Mr. Big didn’t say anything. The next day, they went back to the city and had dinner with some of his friends. They were all couples who’d been married for years. Somebody started talking about parrots. How they’d had a parrot that talked.

“I went into a Woolworth’s once and bought a parakeet for ten bucks and taught it how to talk,” Mr. Big said.

“Parakeets can’t talk,” Carrie said.

“It talked,” Mr. Big said. “It said, ‘Hello Snippy.’ That was the name of my dog.”

In the car on the way home, Carrie said, “It couldn’t have been a parakeet. It must have been a mynah bird.”

“If I say it was a parakeet, it was a parakeet.”

Carrie snorted. “That’s stupid. Everyone knows that parakeets can’t talk.”

“It talked,” Mr. Big said. He lit up a cigar. They didn’t say anything the rest of the way home.

DON’T GO THERE

Carrie and Mr. Big went to the Hamptons for a weekend. It wasn’t quite spring yet, and it was depressing. They lit a fire. They read their books. They rented movies. Mr. Big would watch only action movies. Carrie used to watch them with him, but now she didn’t want to watch them anymore. “It’s a waste of time for me,” she said.

“So read,” Mr. Big said.

“I’m bored with reading. I’m going to take a walk.”

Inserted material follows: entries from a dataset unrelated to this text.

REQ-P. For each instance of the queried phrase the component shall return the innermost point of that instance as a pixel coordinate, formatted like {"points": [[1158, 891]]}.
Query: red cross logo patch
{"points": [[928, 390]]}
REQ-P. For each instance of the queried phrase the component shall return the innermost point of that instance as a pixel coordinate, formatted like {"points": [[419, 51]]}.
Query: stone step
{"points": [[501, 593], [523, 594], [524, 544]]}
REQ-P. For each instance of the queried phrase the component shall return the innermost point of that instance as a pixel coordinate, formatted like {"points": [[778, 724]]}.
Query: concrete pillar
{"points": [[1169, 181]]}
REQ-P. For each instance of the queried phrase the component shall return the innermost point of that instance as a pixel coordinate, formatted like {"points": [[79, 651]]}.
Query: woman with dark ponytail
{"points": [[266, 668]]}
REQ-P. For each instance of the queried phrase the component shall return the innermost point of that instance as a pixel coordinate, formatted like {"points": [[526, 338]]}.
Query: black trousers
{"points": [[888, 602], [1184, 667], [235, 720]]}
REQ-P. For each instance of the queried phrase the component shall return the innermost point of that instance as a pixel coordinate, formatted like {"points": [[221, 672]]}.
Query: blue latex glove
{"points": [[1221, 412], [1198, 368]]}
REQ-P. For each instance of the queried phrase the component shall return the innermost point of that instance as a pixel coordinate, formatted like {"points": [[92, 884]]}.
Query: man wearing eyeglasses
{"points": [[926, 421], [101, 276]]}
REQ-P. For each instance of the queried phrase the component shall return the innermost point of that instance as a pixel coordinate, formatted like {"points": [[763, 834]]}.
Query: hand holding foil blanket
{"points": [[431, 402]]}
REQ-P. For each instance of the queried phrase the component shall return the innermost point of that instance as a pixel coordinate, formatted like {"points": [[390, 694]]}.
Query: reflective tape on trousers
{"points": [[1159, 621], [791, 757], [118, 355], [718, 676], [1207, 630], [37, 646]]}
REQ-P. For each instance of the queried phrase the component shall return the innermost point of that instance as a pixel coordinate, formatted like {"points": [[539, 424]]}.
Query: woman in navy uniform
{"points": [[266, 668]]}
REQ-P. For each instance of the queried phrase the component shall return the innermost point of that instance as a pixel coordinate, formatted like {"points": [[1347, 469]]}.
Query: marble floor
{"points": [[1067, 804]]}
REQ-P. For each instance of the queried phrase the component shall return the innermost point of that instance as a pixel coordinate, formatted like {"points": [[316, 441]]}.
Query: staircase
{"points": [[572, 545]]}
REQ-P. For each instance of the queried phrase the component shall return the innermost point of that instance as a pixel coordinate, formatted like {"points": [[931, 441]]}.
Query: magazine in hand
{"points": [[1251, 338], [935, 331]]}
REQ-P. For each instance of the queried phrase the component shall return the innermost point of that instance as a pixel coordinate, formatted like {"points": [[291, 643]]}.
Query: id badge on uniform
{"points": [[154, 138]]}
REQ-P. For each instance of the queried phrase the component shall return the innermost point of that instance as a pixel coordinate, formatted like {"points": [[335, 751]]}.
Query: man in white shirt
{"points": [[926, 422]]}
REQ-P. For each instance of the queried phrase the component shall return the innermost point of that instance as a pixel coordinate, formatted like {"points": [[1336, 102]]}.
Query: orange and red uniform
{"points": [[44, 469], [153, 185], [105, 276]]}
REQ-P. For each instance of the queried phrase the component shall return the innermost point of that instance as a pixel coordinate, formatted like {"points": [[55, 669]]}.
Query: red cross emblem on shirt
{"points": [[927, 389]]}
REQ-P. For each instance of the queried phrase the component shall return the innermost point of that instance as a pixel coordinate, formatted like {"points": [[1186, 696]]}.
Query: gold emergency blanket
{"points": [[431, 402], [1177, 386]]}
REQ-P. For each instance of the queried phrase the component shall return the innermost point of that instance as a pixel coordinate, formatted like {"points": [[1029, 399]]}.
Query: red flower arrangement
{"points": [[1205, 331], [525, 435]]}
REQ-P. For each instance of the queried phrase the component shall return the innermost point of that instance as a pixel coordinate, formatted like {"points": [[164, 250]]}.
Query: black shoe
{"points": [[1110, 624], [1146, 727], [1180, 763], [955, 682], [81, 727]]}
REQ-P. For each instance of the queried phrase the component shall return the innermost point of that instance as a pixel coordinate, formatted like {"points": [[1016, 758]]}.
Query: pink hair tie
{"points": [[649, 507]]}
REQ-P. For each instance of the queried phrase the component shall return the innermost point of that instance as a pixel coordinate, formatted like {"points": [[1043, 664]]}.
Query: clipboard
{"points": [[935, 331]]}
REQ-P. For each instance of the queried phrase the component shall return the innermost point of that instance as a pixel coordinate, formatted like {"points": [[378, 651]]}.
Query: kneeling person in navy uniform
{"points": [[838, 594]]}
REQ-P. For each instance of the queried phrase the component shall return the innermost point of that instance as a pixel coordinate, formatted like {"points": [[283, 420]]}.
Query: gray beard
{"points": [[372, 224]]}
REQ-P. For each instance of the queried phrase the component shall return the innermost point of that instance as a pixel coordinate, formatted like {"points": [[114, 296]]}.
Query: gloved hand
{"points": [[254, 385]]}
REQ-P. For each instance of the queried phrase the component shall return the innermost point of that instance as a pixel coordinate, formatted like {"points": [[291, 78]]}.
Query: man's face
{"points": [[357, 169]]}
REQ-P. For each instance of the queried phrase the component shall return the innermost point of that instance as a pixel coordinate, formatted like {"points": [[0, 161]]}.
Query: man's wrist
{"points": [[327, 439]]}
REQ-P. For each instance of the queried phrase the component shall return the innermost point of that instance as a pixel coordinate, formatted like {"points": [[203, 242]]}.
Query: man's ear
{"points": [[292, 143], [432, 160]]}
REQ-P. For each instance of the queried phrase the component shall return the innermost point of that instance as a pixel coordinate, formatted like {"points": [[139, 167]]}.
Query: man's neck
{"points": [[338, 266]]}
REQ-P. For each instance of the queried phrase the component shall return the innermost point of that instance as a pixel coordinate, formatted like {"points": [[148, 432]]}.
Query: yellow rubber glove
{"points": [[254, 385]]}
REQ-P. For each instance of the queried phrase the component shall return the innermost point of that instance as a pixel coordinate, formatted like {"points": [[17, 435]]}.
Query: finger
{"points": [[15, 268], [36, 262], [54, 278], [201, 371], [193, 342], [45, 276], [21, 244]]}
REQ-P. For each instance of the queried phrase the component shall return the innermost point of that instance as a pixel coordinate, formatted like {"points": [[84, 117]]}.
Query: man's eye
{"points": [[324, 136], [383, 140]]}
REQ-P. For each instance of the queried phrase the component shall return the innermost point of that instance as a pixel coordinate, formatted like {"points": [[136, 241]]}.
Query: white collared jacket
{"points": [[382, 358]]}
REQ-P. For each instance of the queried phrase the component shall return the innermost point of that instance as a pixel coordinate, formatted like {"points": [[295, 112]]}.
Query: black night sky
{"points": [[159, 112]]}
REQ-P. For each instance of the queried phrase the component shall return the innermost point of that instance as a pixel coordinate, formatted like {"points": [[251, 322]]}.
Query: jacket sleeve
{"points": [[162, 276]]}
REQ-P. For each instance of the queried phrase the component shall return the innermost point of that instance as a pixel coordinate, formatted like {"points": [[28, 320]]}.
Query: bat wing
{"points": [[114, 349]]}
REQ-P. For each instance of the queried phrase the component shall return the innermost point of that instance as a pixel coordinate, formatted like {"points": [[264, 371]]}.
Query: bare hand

“I’ll take a walk with you,” Mr. Big said. “As soon as this movie is over.”

So she sat next to him and watched the movie and sulked.

They went to the Palm for dinner. She said something, and he said, “Oh, that’s stupid.”

“Really? How interesting. That you should call me stupid. Especially since I’m smarter than you,” Carrie said.

Mr. Big laughed. “If you think that, you’re really stupid.”

“Don’t fuck with me,” Carrie said. She leaned across the table, suddenly so angry she didn’t even know who she was anymore. “If you fuck with me, I will make it my personal business to destroy you. And don’t think for a second that I won’t take a great deal of pleasure in doing it.”

“You don’t get up early enough to fuck with me,” Mr. Big said.